Multiprocessing runs 100X+ slower than single simulation with certain simulations

SeanMcOwen commented 2 weeks ago

This notebook shows a current simulation model that runs very slow when moving to multi-processing.

The results are:

No deepcopy and 1 Monte Carlo run: 0.12 seconds No deepcopy and 5 monte carlo runs: 60.22 seconds / 5 = 12.04 seconds Deepcopy and 1 monte carlo: 2.79 seconds Deepcopy and 5 monte carlo runs: 59 seconds /5 = 11.90 Seconds

In a table then:

	Single Proc	Multi Proc
No Deepcopy	.12	12.04
Deepycopy	2.79	11.90

So we can see that on single simulations turning off deep copy speeds up a lot but no matter what in mutli-processing we run massively slower. Given that deepcopy has no effect it looks like it doesn't get triggered with multi-proc BUT it still runs much slower from other things.

Further context from @danlessa is:

"Regarding multiprocessing, those two threads have some context 2023-12 on [client project]: https://blockscienceteam.slack.com/archives/C05LRRUMGQM/p1703034551508919?thread_ts=1703019991.737059&cid=C05LRRUMGQM 2020-12, on using multiprocessing alternatives: https://blockscienceteam.slack.com/archives/CCYHUBHJ7/p1609220349006200"

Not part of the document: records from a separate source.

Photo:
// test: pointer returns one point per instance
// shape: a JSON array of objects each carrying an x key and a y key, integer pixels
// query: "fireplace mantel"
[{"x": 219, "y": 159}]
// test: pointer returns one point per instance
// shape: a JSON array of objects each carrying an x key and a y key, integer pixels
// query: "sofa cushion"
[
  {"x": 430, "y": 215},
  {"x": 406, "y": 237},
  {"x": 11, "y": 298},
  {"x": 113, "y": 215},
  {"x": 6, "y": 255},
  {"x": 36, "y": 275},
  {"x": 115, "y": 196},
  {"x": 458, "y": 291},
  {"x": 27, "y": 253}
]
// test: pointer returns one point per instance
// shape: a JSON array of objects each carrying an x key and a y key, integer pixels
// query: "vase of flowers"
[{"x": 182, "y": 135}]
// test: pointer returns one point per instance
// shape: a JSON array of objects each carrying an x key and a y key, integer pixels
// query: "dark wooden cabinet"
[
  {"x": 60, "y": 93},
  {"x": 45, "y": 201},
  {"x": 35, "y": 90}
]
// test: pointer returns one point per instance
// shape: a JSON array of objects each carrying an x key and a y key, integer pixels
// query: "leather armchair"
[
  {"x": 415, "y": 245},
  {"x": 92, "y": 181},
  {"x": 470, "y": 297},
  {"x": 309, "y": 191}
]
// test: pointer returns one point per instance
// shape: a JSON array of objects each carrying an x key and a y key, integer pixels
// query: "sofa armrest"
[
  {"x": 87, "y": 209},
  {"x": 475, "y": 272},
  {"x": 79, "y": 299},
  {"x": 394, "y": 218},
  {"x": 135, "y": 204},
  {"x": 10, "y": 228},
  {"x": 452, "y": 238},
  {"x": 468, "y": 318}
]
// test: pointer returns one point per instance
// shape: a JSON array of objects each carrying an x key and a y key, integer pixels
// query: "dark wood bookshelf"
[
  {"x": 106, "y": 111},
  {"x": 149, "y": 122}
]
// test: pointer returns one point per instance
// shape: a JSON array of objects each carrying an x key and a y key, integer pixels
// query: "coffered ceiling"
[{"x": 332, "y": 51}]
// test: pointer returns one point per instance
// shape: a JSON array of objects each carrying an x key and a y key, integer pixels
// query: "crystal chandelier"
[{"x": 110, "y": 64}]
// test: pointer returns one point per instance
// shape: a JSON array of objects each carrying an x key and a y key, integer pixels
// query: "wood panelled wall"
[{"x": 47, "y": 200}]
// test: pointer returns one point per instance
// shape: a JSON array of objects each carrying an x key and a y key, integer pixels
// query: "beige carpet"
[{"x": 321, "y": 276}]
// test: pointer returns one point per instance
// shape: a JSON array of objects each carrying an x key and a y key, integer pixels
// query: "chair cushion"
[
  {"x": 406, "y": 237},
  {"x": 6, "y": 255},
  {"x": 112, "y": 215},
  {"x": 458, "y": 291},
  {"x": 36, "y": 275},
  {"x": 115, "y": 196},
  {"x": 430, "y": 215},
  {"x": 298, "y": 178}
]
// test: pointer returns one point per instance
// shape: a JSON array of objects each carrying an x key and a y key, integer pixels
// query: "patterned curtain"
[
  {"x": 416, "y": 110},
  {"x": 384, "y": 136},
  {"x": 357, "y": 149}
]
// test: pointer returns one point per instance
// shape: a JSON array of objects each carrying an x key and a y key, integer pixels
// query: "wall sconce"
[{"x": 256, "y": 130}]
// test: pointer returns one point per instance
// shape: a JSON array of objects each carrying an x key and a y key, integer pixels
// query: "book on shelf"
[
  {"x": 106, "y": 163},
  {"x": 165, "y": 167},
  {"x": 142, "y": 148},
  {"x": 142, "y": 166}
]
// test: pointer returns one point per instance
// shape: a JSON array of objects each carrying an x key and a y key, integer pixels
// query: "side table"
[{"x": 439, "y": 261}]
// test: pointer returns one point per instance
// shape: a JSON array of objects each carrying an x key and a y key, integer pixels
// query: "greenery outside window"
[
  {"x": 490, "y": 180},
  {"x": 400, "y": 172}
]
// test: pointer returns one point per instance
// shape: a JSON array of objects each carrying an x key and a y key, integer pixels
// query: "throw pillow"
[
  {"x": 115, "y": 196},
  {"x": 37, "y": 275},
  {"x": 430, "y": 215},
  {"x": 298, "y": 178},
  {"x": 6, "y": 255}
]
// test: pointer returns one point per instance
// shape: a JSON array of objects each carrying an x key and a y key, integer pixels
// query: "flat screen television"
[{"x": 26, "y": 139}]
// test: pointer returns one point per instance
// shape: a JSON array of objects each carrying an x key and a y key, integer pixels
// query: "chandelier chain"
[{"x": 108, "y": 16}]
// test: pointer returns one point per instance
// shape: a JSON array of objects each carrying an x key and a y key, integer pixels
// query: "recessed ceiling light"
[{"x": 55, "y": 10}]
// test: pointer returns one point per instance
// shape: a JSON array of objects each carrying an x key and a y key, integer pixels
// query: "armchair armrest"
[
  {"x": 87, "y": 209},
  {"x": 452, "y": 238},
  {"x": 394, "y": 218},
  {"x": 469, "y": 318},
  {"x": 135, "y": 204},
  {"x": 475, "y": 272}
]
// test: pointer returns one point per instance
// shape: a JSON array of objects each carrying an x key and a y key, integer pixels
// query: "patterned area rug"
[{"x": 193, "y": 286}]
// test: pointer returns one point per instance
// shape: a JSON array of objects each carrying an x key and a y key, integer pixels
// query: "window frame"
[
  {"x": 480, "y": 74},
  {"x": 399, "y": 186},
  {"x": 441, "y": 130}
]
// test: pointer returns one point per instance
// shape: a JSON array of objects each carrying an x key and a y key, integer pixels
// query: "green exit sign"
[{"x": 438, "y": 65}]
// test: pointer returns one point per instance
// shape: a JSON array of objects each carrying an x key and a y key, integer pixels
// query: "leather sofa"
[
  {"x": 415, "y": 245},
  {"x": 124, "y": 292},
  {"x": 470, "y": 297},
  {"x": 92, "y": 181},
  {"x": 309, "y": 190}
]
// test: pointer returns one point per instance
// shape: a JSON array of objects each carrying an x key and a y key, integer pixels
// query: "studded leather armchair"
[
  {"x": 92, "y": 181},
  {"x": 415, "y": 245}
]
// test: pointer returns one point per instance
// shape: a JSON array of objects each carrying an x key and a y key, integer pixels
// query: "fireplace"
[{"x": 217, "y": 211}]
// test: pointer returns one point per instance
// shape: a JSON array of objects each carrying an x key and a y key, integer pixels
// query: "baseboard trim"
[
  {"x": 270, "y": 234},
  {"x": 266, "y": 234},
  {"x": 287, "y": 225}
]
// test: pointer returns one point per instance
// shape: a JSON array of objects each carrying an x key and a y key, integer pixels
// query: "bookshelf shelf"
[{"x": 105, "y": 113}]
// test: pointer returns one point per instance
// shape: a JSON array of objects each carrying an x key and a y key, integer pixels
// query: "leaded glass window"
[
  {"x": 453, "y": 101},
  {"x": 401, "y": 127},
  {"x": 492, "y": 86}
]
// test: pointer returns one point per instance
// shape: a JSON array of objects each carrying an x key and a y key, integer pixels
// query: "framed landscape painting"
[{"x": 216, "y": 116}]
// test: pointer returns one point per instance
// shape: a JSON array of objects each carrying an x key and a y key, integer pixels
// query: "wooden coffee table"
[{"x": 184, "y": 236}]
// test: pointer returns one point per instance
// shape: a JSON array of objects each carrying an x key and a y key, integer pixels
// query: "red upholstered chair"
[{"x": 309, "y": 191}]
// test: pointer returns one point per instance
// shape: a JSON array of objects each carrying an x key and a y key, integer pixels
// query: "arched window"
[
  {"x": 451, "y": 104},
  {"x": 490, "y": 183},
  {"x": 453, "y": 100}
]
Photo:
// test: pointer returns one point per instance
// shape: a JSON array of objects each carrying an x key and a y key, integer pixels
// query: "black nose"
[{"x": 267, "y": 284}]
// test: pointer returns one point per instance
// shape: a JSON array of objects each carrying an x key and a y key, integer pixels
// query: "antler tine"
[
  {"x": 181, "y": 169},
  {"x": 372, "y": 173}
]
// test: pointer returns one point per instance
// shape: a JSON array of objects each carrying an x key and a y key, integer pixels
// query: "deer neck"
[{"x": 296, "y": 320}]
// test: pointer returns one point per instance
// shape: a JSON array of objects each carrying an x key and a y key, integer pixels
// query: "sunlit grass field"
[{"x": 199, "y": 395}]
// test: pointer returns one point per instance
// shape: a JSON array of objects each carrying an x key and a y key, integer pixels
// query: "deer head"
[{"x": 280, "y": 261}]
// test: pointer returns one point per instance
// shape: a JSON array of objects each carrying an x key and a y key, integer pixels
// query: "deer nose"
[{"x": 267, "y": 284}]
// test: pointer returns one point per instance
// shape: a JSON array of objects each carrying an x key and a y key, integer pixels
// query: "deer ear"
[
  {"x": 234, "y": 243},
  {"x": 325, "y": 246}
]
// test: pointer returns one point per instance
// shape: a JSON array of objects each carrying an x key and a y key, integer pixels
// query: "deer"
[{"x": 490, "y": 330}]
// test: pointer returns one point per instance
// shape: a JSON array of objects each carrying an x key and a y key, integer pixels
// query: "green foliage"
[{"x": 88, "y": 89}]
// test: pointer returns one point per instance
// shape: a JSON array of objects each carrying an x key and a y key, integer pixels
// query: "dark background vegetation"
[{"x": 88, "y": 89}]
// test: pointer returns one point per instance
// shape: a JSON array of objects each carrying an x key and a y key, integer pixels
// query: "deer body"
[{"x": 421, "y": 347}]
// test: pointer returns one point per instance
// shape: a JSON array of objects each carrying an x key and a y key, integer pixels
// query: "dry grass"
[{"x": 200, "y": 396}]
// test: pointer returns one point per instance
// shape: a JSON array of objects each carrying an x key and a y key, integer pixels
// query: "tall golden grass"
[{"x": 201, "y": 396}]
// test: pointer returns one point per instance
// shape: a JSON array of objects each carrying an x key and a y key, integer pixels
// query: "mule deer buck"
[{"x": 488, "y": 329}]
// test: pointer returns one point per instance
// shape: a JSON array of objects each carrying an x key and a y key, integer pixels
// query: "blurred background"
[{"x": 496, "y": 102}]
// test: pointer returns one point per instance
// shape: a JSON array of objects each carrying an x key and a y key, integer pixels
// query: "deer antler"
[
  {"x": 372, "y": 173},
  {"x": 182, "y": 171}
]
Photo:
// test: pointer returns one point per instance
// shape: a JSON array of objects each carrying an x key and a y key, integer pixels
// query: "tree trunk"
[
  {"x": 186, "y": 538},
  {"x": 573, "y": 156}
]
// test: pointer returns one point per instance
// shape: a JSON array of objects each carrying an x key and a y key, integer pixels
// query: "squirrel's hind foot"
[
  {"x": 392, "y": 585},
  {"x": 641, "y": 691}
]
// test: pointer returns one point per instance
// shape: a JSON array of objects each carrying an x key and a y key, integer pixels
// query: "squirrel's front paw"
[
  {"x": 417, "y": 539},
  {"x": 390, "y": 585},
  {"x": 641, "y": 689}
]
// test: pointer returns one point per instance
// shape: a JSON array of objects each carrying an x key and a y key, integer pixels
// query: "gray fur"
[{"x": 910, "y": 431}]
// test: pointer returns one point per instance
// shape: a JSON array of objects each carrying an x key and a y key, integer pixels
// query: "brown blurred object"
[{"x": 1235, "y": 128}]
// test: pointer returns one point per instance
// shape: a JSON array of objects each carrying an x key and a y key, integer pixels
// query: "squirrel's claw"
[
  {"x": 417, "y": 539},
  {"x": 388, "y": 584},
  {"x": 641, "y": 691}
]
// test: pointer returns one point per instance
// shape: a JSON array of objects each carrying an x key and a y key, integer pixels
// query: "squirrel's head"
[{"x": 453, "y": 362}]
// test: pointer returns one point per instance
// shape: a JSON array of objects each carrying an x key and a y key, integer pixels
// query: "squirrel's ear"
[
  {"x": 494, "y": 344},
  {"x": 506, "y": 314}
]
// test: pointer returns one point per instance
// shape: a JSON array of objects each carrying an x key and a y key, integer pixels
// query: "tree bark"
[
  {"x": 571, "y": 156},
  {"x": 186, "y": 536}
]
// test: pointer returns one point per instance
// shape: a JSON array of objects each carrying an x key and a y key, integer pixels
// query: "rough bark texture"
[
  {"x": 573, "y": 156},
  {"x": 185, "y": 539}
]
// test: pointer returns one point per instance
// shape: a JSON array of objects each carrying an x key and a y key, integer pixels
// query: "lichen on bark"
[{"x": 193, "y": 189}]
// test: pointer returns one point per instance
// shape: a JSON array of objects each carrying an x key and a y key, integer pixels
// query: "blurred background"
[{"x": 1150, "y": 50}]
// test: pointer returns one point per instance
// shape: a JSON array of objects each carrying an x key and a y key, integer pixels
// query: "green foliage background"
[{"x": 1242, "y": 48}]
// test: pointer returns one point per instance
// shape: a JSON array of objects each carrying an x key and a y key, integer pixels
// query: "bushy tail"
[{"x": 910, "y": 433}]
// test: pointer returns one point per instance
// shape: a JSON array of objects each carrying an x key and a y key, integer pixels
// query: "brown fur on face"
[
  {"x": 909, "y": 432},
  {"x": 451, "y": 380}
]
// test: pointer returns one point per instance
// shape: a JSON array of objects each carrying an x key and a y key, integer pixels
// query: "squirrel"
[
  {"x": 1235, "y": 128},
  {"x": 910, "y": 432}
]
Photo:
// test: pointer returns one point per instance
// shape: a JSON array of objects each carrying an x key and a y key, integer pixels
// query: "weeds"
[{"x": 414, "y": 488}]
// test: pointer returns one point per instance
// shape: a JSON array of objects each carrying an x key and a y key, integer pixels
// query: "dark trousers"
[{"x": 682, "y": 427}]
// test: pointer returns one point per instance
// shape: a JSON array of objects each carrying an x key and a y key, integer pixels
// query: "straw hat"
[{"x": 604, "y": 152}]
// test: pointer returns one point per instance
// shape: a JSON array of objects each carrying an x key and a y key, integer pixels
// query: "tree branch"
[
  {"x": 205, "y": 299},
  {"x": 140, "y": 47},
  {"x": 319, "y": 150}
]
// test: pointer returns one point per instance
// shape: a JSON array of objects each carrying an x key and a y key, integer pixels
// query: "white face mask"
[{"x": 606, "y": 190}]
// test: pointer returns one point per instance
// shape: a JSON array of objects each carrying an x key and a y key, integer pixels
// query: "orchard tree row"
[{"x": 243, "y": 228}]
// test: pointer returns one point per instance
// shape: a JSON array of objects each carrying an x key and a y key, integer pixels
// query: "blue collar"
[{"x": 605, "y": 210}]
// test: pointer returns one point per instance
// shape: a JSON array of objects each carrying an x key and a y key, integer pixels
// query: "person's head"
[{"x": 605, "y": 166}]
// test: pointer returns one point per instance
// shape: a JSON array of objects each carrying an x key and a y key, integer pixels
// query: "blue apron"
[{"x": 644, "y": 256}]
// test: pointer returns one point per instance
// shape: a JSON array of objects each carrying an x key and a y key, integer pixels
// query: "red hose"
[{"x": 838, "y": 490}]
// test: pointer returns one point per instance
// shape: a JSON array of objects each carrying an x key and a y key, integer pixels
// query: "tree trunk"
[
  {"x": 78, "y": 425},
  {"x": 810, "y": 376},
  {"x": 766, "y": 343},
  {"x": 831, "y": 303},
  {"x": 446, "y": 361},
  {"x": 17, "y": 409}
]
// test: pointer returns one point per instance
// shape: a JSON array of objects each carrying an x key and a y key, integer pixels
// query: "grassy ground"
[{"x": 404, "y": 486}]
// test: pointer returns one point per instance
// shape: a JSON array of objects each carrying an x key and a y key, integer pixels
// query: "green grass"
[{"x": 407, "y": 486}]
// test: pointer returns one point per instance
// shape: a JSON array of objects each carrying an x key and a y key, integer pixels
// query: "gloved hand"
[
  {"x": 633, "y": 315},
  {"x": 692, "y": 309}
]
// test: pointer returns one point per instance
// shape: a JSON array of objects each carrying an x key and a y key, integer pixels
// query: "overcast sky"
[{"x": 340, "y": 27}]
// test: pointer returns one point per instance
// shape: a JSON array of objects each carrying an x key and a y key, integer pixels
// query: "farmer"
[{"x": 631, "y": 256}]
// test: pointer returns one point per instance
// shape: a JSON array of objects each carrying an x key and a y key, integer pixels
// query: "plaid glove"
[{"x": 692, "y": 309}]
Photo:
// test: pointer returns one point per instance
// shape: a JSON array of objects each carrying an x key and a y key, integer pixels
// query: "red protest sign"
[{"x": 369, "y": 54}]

The important information from the slack thread is: "as for the single thread result: this is related to how multi-processing in Python works. Processes cannot share memory directly, and they rely on IPC, which involves serialization of data. This is an expensive operation when dealing with objects generally. cadCAD uses pathos for parallelizing runs, which in turn depends on dill as a serializer. dill is particularly slow when compared to pickle as a serializer, however it can handle pretty much any kind of object, while pickle cannot. This is a problem without an easy and universal way out. Most performance improvements requires constraining use cases in some direction. If you're looking up for 10-100x speed-ups, then investing in an non-deepcopy compatible solution can definitely pay out, as it opens you the possibility of doing some clever hacks (like history erasure, which facilitates the serialization a lot)"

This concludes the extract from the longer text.